Sweet, fresh corn on the cob is a classic taste of summer. Slathered with butter, sprinkled with salt and pepper, freshly picked corn brings a smile to everyone’s face. Every week or so during the summer, I’ll stop by my favorite farm stand for some local corn that was picked that very day. When summer is over, fresh local corn disappears. Luckily, it’s easy to blanch and freeze corn to preserve the taste of summer for the cold months to come.
I learned how to freeze corn from my mom. Growing up in a small town with plenty of farms nearby, we spent summers canning, freezing and drying local produce. A lot of it was grown by my grandfather, who loved his vegetable garden and fruit trees.
Making freezer corn is a simple process. Start by shucking the corn, or removing the husk and corn silk. If you have kids, this is a good job for them. At least that’s what my mom seemed to think when I was growing up, because she had me and my siblings shuck a lot of corn!
While you are shucking the corn, put a large pot of water on to boil. I would suggest using your biggest pot for this. The one I used turned out to be a little too small.
Once the water is boiling, use tongs to carefully add the corn cobs. Start a timer for six minutes. Don’t wait for the water to come back to a boil before starting the timer. You only need to blanch the corn, not fully cook it.
Blanching is not 100 percent necessary – you can simply cut raw corn kernels off the cob, bag them, and put them in the freezer. You can even freeze the whole cob if you want. I prefer to blanch corn before freezing.
Blanching the corn preserves its flavor and texture, and it will kill any germs that are potentially on the corn kernels. With any kind of food preservation, it’s important to make sure your work surfaces, equipment, and hands are absolutely clean. Another advantage of blanching the corn is that it will keep its flavor longer in the freezer. Blanched corn will stay fresh in the freezer for about ten months, while raw corn will lose lose quality after six months.
While the corn is boiling, prepare a big bowl of ice water. After the corn has been in boiling water for six minutes, use tongs to dunk it in ice water. This stops the cooking process and preserves the corn’s texture.
After a few minutes, the corn will be cool enough to handle, and it’s time to cut the corn kernels from the cob. I use an electric carving knife for this. I don’t use my electric knife every day, but when I need to cut a large quantity of food, it comes in handy. I use it for jobs like cutting corn off the cob, slicing a whole loaf of bread, or carving a Thanksgiving turkey. If you don’t have an electric carving knife, you can use a regular serrated knife.
Cutting the juicy kernels from the cobs is the messy part of the process! Wear an apron. Don’t try to cut 100 percent of the corn from the cob, because you don’t want tough, inedible pieces of cob stuck to your corn kernels. Aim to cut off 2/3 of the corn kernel.

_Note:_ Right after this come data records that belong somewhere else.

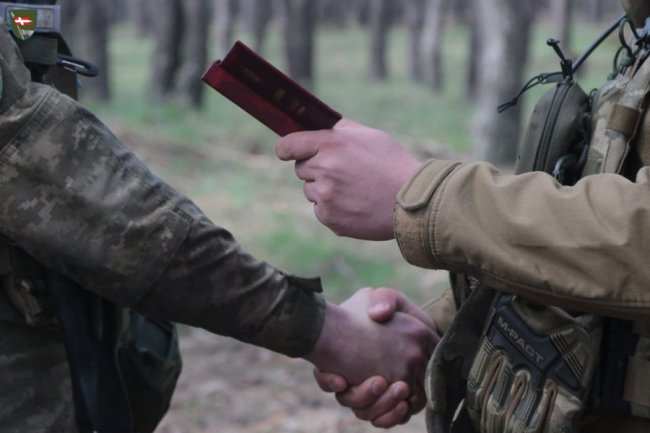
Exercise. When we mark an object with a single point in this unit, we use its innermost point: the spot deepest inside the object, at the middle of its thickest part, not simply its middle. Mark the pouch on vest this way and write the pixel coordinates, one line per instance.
(557, 135)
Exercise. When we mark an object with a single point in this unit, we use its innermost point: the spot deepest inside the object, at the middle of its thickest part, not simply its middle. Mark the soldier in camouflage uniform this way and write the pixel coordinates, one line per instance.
(80, 203)
(582, 248)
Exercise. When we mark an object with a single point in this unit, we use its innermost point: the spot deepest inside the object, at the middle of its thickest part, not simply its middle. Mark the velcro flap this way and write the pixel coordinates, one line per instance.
(637, 382)
(623, 119)
(418, 190)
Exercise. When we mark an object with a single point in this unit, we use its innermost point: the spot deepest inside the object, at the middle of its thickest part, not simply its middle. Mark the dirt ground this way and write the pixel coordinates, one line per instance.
(229, 387)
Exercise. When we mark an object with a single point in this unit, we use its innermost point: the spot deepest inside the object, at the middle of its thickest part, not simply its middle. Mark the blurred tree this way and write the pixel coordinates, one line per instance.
(432, 42)
(299, 30)
(257, 16)
(361, 11)
(505, 28)
(141, 16)
(561, 16)
(196, 20)
(86, 25)
(473, 53)
(380, 21)
(414, 15)
(335, 12)
(167, 29)
(595, 9)
(181, 31)
(225, 17)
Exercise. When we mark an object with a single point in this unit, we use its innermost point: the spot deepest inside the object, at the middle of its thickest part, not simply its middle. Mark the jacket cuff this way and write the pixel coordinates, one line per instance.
(416, 210)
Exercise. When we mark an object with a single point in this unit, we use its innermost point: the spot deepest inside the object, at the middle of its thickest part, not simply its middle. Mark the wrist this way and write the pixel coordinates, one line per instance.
(323, 351)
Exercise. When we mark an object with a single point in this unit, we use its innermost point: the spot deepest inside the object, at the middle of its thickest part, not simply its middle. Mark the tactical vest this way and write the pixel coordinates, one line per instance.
(579, 363)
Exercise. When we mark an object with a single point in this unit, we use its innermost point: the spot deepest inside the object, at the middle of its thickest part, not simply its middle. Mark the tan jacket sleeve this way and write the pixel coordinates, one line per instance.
(584, 247)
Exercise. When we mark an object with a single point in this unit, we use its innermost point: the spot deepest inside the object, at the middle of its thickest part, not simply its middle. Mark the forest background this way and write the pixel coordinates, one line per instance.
(430, 72)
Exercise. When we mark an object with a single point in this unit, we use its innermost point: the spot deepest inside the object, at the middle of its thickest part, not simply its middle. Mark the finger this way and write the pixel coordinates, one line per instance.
(298, 146)
(387, 402)
(304, 171)
(311, 191)
(363, 395)
(384, 302)
(398, 415)
(330, 382)
(348, 123)
(417, 401)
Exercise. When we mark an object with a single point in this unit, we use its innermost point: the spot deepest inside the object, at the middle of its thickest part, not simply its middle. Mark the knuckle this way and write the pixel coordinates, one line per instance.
(361, 414)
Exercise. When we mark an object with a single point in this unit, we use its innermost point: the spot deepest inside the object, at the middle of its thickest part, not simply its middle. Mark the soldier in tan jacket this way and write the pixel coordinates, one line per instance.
(581, 248)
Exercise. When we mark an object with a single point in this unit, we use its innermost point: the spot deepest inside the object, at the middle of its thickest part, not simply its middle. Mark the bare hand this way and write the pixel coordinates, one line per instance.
(374, 400)
(352, 174)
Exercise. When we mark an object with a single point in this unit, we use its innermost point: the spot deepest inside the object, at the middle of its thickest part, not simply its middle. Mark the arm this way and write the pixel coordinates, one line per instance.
(80, 202)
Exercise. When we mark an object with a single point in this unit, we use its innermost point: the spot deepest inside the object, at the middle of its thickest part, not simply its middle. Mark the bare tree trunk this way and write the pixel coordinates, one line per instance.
(473, 55)
(432, 42)
(86, 25)
(299, 32)
(361, 10)
(225, 17)
(196, 21)
(415, 21)
(504, 30)
(594, 10)
(142, 17)
(561, 11)
(167, 30)
(257, 14)
(334, 12)
(380, 12)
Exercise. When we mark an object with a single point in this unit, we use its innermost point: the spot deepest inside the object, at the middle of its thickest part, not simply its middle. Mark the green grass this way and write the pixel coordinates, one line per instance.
(224, 159)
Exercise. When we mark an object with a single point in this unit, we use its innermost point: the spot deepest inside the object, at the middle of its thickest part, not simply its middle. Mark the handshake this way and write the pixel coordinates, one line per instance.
(373, 352)
(374, 348)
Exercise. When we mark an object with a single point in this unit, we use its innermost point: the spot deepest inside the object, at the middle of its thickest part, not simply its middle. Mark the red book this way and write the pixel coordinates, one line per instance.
(268, 94)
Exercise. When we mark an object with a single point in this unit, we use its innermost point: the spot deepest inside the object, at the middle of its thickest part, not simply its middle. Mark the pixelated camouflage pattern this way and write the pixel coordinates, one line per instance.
(36, 394)
(80, 202)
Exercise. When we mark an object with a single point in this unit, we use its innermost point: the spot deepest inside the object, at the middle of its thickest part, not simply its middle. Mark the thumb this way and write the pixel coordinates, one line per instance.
(348, 123)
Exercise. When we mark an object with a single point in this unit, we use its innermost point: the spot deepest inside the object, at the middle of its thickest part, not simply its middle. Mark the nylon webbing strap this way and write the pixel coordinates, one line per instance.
(637, 382)
(39, 49)
(623, 119)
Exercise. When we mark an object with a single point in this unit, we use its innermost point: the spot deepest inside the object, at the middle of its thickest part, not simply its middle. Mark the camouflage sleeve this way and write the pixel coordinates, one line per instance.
(80, 202)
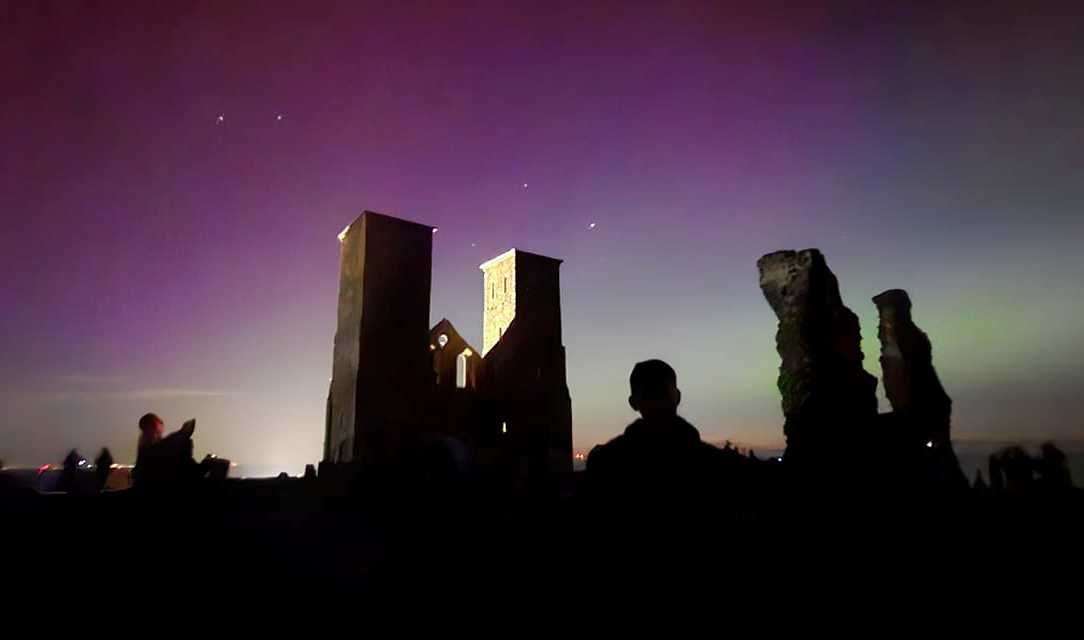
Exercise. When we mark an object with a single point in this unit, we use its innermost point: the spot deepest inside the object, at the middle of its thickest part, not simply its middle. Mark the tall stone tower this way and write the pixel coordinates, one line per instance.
(525, 358)
(382, 363)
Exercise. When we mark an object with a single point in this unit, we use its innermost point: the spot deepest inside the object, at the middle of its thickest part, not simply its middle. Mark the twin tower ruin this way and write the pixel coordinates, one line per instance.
(399, 385)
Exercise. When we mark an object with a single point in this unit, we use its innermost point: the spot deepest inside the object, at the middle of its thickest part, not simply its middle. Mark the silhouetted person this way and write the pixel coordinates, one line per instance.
(102, 466)
(980, 483)
(1017, 469)
(660, 457)
(1053, 468)
(165, 462)
(71, 473)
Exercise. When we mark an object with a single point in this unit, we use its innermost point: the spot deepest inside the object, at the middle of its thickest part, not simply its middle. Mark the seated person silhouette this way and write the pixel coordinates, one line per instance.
(659, 457)
(165, 462)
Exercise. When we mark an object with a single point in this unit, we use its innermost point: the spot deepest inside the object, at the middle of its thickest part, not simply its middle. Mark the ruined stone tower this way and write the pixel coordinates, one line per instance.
(525, 357)
(382, 365)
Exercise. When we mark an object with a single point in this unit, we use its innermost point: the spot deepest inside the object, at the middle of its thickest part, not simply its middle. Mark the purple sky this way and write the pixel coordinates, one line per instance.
(156, 258)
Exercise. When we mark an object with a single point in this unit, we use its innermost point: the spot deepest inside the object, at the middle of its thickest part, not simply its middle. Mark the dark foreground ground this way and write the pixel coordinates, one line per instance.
(292, 539)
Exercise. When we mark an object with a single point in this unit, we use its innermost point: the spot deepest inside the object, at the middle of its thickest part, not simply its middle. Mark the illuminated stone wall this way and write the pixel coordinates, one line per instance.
(499, 293)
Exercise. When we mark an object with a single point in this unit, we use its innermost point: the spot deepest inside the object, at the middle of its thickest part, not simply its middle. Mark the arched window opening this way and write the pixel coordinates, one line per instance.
(461, 371)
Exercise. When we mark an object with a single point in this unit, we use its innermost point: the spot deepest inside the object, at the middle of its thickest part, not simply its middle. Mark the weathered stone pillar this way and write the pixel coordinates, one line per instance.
(911, 383)
(921, 410)
(828, 399)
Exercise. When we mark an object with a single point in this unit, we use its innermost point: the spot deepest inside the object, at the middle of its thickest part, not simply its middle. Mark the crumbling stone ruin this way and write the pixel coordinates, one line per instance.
(921, 410)
(829, 400)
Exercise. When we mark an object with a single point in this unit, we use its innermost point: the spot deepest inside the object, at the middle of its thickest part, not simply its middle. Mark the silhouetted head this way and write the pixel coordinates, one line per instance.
(151, 427)
(654, 389)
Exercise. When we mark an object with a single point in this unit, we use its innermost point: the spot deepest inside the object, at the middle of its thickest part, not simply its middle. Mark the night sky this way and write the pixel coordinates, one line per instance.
(172, 181)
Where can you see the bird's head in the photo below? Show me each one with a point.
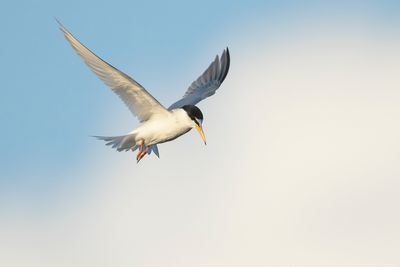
(196, 116)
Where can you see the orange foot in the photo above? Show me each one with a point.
(143, 150)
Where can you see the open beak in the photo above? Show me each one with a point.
(200, 130)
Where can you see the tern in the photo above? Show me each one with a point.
(157, 123)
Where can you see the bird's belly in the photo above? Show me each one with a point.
(160, 131)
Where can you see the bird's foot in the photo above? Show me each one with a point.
(143, 150)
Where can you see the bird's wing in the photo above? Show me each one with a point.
(207, 83)
(139, 101)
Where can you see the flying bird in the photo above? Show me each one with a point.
(157, 123)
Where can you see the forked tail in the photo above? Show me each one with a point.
(125, 143)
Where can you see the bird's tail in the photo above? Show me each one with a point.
(126, 143)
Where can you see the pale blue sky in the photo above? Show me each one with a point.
(51, 103)
(50, 169)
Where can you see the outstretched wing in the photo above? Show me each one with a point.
(207, 83)
(139, 101)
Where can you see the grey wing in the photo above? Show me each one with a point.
(139, 101)
(207, 83)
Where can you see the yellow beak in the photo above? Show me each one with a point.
(200, 130)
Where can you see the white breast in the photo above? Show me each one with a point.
(164, 128)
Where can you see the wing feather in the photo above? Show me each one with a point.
(140, 102)
(207, 83)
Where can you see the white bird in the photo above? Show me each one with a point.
(158, 124)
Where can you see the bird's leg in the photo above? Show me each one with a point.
(142, 152)
(141, 144)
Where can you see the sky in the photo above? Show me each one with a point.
(301, 166)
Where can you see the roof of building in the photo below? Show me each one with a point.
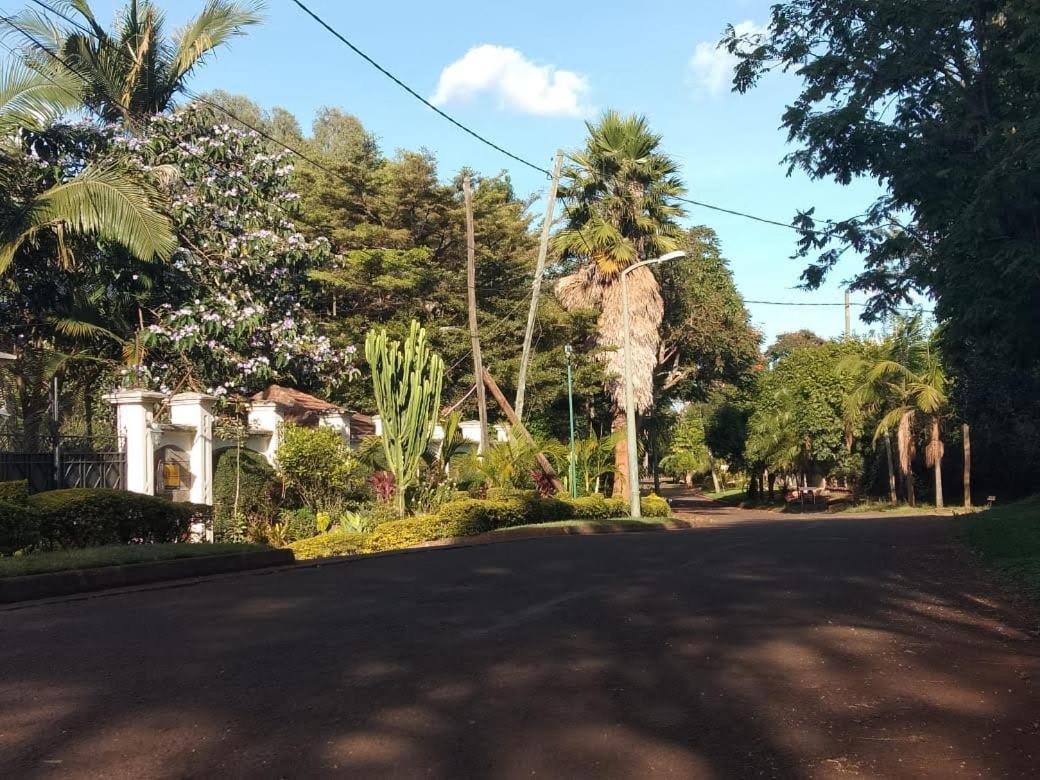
(306, 410)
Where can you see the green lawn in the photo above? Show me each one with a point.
(613, 522)
(1008, 540)
(95, 557)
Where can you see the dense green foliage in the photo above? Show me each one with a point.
(245, 493)
(318, 467)
(935, 101)
(19, 527)
(80, 517)
(16, 491)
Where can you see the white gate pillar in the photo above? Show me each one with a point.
(196, 410)
(134, 417)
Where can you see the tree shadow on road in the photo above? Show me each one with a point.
(816, 648)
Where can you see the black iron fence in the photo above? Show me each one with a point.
(62, 462)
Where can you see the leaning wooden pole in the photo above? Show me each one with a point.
(474, 337)
(543, 251)
(511, 415)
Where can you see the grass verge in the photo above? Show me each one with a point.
(96, 557)
(614, 522)
(1007, 538)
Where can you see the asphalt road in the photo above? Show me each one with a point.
(808, 648)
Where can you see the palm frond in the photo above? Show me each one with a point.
(104, 202)
(218, 22)
(30, 100)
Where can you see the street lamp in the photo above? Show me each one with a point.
(573, 470)
(633, 466)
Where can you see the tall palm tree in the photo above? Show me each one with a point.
(620, 191)
(909, 374)
(102, 200)
(136, 70)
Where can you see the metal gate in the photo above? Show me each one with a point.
(72, 462)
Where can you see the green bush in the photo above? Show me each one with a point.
(16, 491)
(300, 523)
(317, 465)
(327, 545)
(258, 492)
(81, 517)
(19, 527)
(412, 530)
(654, 505)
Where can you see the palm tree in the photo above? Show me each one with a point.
(621, 192)
(103, 200)
(909, 374)
(135, 71)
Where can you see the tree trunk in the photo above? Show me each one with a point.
(620, 457)
(937, 465)
(891, 470)
(967, 465)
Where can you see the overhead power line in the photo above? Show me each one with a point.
(416, 95)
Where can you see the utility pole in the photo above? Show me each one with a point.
(543, 250)
(474, 337)
(573, 462)
(966, 432)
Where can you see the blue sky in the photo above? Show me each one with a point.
(540, 69)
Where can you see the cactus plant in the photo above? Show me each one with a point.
(407, 380)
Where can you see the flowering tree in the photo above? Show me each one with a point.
(238, 319)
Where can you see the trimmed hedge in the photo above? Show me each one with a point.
(19, 527)
(328, 545)
(468, 517)
(80, 517)
(16, 491)
(654, 505)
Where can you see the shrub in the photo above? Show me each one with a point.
(654, 505)
(317, 465)
(411, 530)
(327, 545)
(299, 524)
(15, 492)
(258, 491)
(590, 508)
(19, 527)
(81, 517)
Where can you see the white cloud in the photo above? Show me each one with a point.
(712, 67)
(518, 83)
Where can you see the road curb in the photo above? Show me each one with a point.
(32, 587)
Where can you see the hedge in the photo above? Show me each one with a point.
(327, 545)
(16, 491)
(258, 489)
(468, 517)
(81, 517)
(19, 527)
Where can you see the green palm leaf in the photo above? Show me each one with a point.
(102, 201)
(31, 100)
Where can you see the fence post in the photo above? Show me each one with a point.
(196, 410)
(134, 417)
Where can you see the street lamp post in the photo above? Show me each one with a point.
(633, 466)
(573, 470)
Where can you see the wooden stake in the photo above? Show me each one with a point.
(511, 415)
(482, 400)
(543, 250)
(966, 430)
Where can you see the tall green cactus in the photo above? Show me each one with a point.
(407, 382)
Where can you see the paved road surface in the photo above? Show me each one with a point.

Once your corn is cut, you can store it in zipper-type freezer bags. Get freezer bags, because they are thicker and tougher than short-term storage bags. I use my food scale to measure out one-pound bags of corn. It takes four medium or large ears of corn to get one pound of kernels. This is equivalent to about three cups, which is the right amount for a family of four.
Press the air out of the bags, seal them tightly, and put them in the freezer.
My favorite way to prepare frozen corn is to let it thaw (in the refrigerator or microwave), then sauté lightly in a little bit of butter and olive oil. Sauté just until the corn is heated through. If you cook it too long, it will get tough.
I love having fresh summer corn stored in the freezer to eat when corn season is over. Frozen corn from the supermarket is fine, but fresh, locally grown produce is so much better!
Learn how to blanch and freeze corn, and preserve that fresh, sweet corn-on-the-cob taste. Freezer corn brings you the taste of summer all year long!
- Fresh corn on the cob
- Zipper-type freezer bags (1 quart size)
- Remove the husks and silk from the corn cobs. Cut off any brown or mushy spots.
- Bring a large pot of water to a boil.
- Use tongs to place the corn cobs in the boiling water. Set a timer for six minutes. You do not need to wait for the water to return to a boil before starting the timer.
- Meanwhile, prepare a large bowl of ice water.
- Once the corn has been in the boiling water for six minutes, use tongs to transfer it to the ice water.
- Leave the corn in ice water for about five minutes or until cooled.
- Cut the corn kernels from the cob by placing each ear of corn vertically on a cutting board or baking tray, then cutting from top to bottom with a serrated knife or electric carving knife. Aim to cut off 2/3 of the corn kernel so you don't have pieces of cob stuck to the corn kernels.
- Using a food scale or measuring cup, place one pound or 3 cups of corn in each freezer bag. Four medium/large ears of corn will yield one pound of kernels.
- Press the air from the bags, seal them tightly, and place in the freezer.
- Blanched frozen corn will stay fresh for up to ten months.